PullClean, an ‘innovative door handle’ that sanitises the user’s hands, triples the rate of hand sanitisation rates, and provides feedback on usage through a monitoring system, has been launched in the UK.
Invented by Altitude Medical UK co-founders, Dr Alex Oshmyanksy and Dr Jake McKnight, when they were students at the University of Oxford, PullClean encourages people to clean their hands every time they enter and exit a room, ‘making hand hygiene simple and trackable’.
It was developed to reduce the spread of viruses and infections in any high-footfall setting such as hospitals, care homes, schools and universities, as well as leisure and hospitality venues such as hotels, restaurants, shopping centres, and airports.
To mark its UK launch, PullClean can be seen at London’s Science Museum as part of a new exhibition, ‘Superbugs: the fight for our lives’, which explores ‘how society is responding to the enormous challenge of antibiotic resistance and bacteria evolving into superbugs’. The exhibition is on until Spring 2019.
According to Altitude Medical, a pilot trial of a prototype of PullClean in the Johns Hopkins Bayview Medical Center in the US, saw the rate of hand sanitation rise from 24 to 77 percent after it was installed. The company explained: “PullClean encourages people to clean their hands, simply by placing the sanitiser in a more direct position and replacing two separate actions (sanitising and then opening a door) into one seamless movement.”

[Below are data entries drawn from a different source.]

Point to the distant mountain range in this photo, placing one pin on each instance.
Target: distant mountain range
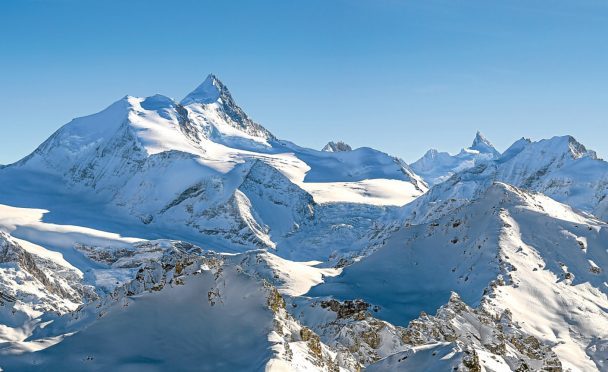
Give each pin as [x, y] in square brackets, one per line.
[165, 235]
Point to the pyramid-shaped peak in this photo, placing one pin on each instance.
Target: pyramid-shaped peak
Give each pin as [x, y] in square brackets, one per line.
[483, 145]
[208, 91]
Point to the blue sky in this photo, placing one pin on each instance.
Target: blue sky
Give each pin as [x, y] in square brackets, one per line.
[398, 75]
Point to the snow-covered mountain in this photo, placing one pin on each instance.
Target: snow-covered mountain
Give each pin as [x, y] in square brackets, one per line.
[559, 167]
[336, 147]
[165, 235]
[435, 167]
[508, 251]
[203, 168]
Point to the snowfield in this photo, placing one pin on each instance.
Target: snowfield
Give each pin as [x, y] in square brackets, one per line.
[165, 235]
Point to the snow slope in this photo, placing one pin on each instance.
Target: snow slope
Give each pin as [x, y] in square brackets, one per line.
[435, 167]
[199, 170]
[507, 250]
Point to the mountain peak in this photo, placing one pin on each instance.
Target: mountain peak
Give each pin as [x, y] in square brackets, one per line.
[208, 91]
[483, 145]
[337, 147]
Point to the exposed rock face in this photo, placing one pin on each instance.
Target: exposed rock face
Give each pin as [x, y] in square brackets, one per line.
[336, 147]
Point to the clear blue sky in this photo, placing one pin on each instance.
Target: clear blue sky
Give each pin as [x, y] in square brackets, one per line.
[398, 75]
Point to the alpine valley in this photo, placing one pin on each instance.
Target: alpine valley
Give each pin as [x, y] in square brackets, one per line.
[160, 235]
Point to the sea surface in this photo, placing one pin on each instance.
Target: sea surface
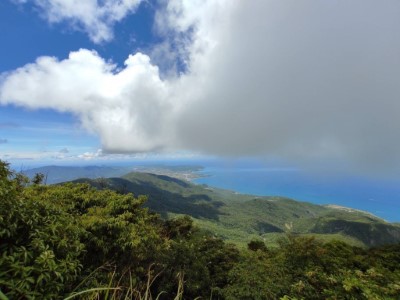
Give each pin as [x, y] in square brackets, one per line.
[380, 197]
[377, 196]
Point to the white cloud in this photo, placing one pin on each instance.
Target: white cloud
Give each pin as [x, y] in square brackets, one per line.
[128, 108]
[302, 80]
[94, 17]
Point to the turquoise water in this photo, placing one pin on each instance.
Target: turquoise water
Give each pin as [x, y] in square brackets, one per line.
[380, 197]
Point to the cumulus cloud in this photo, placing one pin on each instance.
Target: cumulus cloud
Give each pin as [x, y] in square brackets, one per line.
[64, 150]
[302, 80]
[128, 108]
[94, 17]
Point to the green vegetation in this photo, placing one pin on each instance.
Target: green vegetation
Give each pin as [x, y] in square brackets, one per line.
[238, 218]
[73, 241]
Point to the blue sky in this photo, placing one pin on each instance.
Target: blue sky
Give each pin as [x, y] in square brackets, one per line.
[36, 135]
[312, 83]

Dr Jake McKnight elaborated: “Our device offers a completely new way to clean hands. We wanted to make it so easy for people to sanitise their hands, that it is almost sub-conscious. It’s a small step to press a button when you’re already holding the handle anyway. The irony is that handles are usually a big transmitter of bugs but PullClean can help stop them in their tracks and drive down unnecessary, expensive, and harmful infections.”
The design is simple – a tube-shaped cartridge is placed in the centre of a hollow door handle, which releases a small amount of sanitiser when a blue paddle button is pressed. Each handle includes a monitoring system that records a variety of data, from how much sanitiser is left in the handle and when the cartridge should next be changed, to hourly usage stats compared to how frequently doors are opened. For healthcare settings this can include hand sanitisation rates across wards, shifts, and even entire hospitals.
Since November 2016, PullClean has already been used in the US by organisations including Hilton and Marriott hotels, as well as a number of hospitals, care homes, doctor surgeries, restaurants, and universities.
Altitude Medical is based in Oxford and has an office in Chardon, Ohio in the US. The company says it is ‘dedicated to making hand hygiene simple and trackable through innovative designs in order to reduce the incidence and spread of viruses and infections’.
PullClean was conceived by Dr Alex Oshmyansky who, while working as a junior doctor at Oxford’s John Radcliffe Hospital was frustrated by unsuccessful approaches to encourage and monitor hand hygiene in the healthcare setting. In conjunction with fellow University of Oxford PhD student, Dr Jake McKnight, a product design engineer, PullClean was devised.
Dr Jake McKnight, BEng, MSc, DPhil, UK general manager at Altitude Medical, graduated with a BEng(Hons) from the Product Design Engineering course (IMechE, IEE) at Strathclyde University in 2000. He went on to work for engineering firms Perkins and Caterpillar before working for Medecins Sans Frontieres. His DPhil at Oxford University's Said Business School concentrated on healthcare reform and hospital management.
Dr Alex Oshmyansky, Board Director at Altitude Medical, is also a Surgical Fellow at Harvard Medical School, following his DPhil at Oxford University, where he was a Marshall Scholar. Dr Oshmyansky was a ‘boy genius’, graduating from his undergraduate degree in Biochemistry after only one year of study at 18 years’ old. In addition to his medical research, he is involved in a number of entrepreneurial schemes, including efforts to reduce the price of drugs and virtual reality filmmaking.